Oration honouring Andrew Jordan Jones (Creator of Uncle Val) by Shane O'Dea in 2000


Shane O'Dea has been the public orator for Memorial University since 1995. In this capacity he delivers public orations on Honour Roll recipients during the annual convocation ceremony.

In 2000, Memorial University of Newfoundland bestowed Honourary Degrees on a quartet of Newfoundland actors and Codco members: Andy Jones, Mary Walsh, Greg Malone and Cathy Jones.

Here is what Shane O'Dea wrote in his Oration honouring Andrew Jordan Jones:

"To speak of fools is to step into a world of paradox, a world of distorting mirrors. And for those of us who hold seriousness and wisdom in high esteem, to take such a step is to hold ourselves open to reproach. Chancellor, on this stage we commonly, or uncommonly if that would be your preference, honour philanthropists and those who have served their communities, scholars and those who have accomplished great things. To be a fool is to be none of these, yet all. However, if we do not honour fools we are but fools ourselves for we fail in our fooling to recognize the folly of our foolishness. Thus needs we be careful and move only at a snail's pace, to use an old analogy, or picosecond by picosecond to use a new — a new analogy that is precisely of the precision we would achieve in uniting our wisdom with the candidate's accomplishment.
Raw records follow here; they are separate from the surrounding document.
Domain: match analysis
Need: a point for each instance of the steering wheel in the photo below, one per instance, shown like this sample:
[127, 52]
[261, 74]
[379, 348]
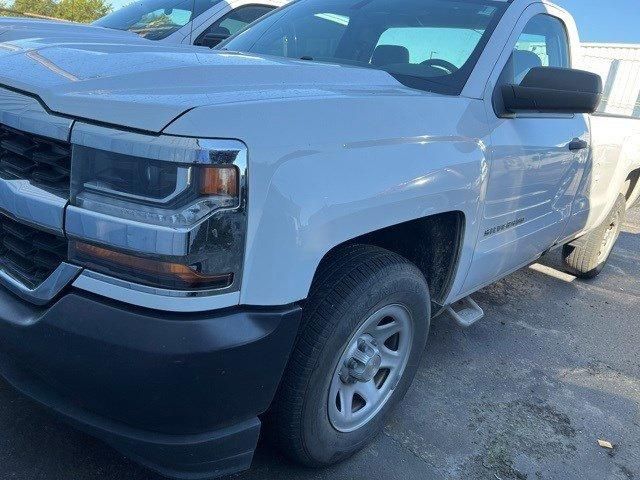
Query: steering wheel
[441, 65]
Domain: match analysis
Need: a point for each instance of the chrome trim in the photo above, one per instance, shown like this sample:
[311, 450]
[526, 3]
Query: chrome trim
[30, 204]
[166, 148]
[47, 290]
[155, 298]
[126, 234]
[28, 115]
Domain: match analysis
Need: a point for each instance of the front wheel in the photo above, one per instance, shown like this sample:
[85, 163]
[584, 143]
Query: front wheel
[587, 256]
[364, 328]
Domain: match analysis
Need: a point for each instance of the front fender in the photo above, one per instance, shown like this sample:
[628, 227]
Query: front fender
[324, 172]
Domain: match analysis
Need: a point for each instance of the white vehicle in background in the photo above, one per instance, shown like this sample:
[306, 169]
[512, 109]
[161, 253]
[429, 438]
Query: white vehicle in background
[179, 22]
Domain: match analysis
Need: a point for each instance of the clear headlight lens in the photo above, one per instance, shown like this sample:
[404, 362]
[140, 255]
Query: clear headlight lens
[202, 203]
[150, 191]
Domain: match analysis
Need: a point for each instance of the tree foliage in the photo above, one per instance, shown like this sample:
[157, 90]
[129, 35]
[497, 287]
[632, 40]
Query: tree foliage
[84, 11]
[38, 7]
And so, these words disported, we proceed to the dissection of merit. This man was last in and first out of this quartet. Entering late, he left early because of a dispute on a matter of principle with the CBC. He felt that the CBC was censoring him while he savagely censured an institution that had cultivated him. But he had done this earlier with the vehement madness of Father Dinn, who preached to little children on the sinfulness of little children. And here lies the paradox, for Andrew Jones was born on the feast-day of St. Ita, that holy woman of Limerick, foundress of a school for little boys where was taught “Purity of heart [and] simplicity of life with religion”; where was taught St. Brendan who brought Christ and European civilization to these our shores. And what have we here — a man who exposes the wickedness of the priests and sets in train the attitudes that bring down the Roman Church. This is merit? It is — in this world of distorting mirrors — for it involves the candidate's pure and simple notions of religion; an expectation which, when violated, made him as the saviour amid the money changers in the temple: riotous with rage turned wisdom in ridicule.
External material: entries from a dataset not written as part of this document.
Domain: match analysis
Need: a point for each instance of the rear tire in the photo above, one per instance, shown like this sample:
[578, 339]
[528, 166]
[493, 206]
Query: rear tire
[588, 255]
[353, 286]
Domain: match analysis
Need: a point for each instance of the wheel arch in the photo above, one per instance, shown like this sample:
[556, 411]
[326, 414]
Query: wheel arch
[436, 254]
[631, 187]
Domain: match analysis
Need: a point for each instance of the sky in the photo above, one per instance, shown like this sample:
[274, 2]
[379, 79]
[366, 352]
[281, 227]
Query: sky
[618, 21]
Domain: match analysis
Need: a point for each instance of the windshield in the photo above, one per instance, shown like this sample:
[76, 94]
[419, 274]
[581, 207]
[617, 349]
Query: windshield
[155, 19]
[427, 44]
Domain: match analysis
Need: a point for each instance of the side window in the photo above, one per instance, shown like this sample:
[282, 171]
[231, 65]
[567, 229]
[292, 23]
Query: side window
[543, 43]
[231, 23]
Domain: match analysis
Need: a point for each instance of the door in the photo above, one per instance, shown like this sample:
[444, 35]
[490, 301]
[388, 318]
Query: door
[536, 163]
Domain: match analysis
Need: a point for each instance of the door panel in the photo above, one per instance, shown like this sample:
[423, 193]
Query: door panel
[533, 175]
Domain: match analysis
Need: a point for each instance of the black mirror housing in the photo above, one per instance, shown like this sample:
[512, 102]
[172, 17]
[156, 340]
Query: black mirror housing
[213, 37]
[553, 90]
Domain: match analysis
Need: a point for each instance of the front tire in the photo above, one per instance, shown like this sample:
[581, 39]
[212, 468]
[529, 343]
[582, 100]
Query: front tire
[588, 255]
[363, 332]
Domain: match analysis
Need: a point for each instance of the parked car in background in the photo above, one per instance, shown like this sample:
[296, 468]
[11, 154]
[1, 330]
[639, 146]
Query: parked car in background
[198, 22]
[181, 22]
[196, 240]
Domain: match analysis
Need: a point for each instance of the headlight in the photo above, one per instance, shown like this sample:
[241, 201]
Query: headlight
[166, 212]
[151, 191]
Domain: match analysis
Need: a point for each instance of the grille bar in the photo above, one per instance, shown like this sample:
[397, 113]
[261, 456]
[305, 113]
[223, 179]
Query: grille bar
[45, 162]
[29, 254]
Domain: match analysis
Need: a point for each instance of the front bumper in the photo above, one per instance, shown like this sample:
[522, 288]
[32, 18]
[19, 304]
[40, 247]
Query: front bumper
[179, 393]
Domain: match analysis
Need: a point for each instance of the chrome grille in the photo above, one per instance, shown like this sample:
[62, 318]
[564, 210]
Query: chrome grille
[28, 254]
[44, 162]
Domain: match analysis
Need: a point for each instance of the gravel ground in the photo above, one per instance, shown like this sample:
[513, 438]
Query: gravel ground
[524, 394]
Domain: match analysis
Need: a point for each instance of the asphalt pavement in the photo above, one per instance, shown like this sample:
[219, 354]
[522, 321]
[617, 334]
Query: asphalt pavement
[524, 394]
Mr. Chancellor, these contradictions evaporate when we accept that Andy Jones is at heart a traditionalist. How else could he pen those subtly moving, remarkably deft “Letters from Uncle Val” which we used to hear every Saturday morning, and which were so affecting that many listeners wrote to Val as if he were a real person. Why else does he render our folktales into children's theatre in Jack-Five-Oh? This is the man who, squirrel-like, maintained the CODCO office and ensured that, when it closed down, all the records were deposited at the Centre for Newfoundland Studies. This is the man who, ejected from the St. Bon's choir for lack of voice, found vocation as an altar boy and so became enamoured of ritual because he knew, with Yeats, that “in custom and in ceremony/ Are innocence and beauty born.” This is a man who, watching the LSPU Hall become a place of discord, helped remake it as the community-based Resource Centre for the Arts. He was one of those who shaped our national consciousness by humour; who made the comedy of our lives, our pride, and so turned back the vectors of ridicule. And this service was recognized when he was made a member of the Arts Council Hall of Honour in 1993. I present to you, Mr. Chancellor, for the degree of doctor of letters (honoris causa), a man with a sense of posterity and place, a man with a deep sense of his own country, his Newfoundland, Andrew Jordan Jones."